For the red light of burning burgs and farms
Oozes all round, beneath the lock'd black lids
Of heaven. Something on the air forbids
A creature to feel happy, or at rest.
The night is curs'd, and carries in her breast
A guilty conscience. Strange, too! since of late
The Church is busy, putting all things straight,
And taking comfortable care to keep
The fold snug, and all prowlers from the sheep.
To which good end, upon this self-same night,
A much dismay'd Town Council has thought right
To set a Guard of Terror round about
The great Cathedral; fearing lest a rout
Of these misguided creatures, prone to sin,
As lately proven, should break rudely in
There, where Adolfus, Duke of Guelders, and
Other dead Dukes by whom this happy land
Was once kept quiet in good times gone by,
With saints and bishops sleeping quietly,
Enjoy at last the slumber of the just;
In marble; mixing not their noble dust
With common clay of the inferior dead.
Therefore you hear, with moody measured tread,
This Guard of Terror going its grim watch,
Thro' ominous silence. Scarce sufficient match
However, even for a hundred lean
Starved wretches, lasht to madness, having seen
Somewhat too long, or too unworthily lookt
Upon, their vile belongings being cookt
To suit each priestly palate . . . . If to-night
Those mad dogs slip the muzzle, 'ware their bite!
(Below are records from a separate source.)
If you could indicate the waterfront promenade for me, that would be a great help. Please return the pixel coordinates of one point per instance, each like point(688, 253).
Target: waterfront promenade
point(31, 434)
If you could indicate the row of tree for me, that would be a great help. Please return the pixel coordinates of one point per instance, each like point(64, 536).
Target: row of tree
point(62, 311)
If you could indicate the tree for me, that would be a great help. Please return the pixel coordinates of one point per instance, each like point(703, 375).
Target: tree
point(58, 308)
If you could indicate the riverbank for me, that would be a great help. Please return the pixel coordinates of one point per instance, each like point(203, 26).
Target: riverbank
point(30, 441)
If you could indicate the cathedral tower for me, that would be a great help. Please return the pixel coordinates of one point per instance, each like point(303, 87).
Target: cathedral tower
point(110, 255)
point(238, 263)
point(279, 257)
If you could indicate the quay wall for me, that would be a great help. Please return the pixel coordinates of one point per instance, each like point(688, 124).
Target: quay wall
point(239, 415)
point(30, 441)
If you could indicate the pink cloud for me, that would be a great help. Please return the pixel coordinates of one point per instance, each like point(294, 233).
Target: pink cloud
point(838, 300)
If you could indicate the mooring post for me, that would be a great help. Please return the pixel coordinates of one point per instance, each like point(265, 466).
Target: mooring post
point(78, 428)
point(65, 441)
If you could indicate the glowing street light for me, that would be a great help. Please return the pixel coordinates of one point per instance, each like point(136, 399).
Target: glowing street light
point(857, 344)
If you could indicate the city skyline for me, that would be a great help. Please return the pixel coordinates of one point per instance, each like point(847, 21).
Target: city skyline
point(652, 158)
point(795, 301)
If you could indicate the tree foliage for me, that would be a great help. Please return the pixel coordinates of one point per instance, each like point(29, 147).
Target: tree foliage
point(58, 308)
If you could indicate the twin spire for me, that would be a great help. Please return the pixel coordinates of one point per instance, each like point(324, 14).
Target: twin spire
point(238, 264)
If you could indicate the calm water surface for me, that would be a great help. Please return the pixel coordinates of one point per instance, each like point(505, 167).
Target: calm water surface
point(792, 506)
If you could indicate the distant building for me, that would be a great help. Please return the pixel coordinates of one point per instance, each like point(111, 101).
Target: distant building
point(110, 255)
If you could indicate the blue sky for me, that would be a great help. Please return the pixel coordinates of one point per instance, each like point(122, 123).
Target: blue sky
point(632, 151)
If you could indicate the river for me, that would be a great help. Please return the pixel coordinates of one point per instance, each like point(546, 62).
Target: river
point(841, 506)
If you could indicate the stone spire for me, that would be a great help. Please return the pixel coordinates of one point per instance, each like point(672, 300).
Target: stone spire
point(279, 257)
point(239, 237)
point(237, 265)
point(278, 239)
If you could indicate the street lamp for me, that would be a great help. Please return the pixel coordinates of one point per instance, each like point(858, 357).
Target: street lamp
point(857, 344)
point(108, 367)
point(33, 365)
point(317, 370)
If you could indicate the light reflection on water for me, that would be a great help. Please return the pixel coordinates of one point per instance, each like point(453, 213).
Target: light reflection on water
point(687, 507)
And so, perchance, the thankless people thought:
For, as the night wore off, a much-distraught
And murmurous crowd came thronging wild to where
I'the market place, each stifled thoroughfare
Disgorges its pent populace about
The great Cathedral.
                                       Suddenly, a shout,
As tho' Hell's brood had broken loose, rockt all
Heaven's black roof dismal and funereal.
As when a spark is dropt into a train
Of nitre, swiftly ran from brain to brain,
A single fiery purpose, and at last
Exploded, roaring down the vague and vast
Heart of the shaken city. Then a swell
Of wrathful faces, irresistible,
Sweep to the great Cathedral doors; disarm
The Guard; roar up the hollow nave; and swarm
Thro' aisle and chancel, fast as locusts sent
Thro' Egypt's chambers thick and pestilent.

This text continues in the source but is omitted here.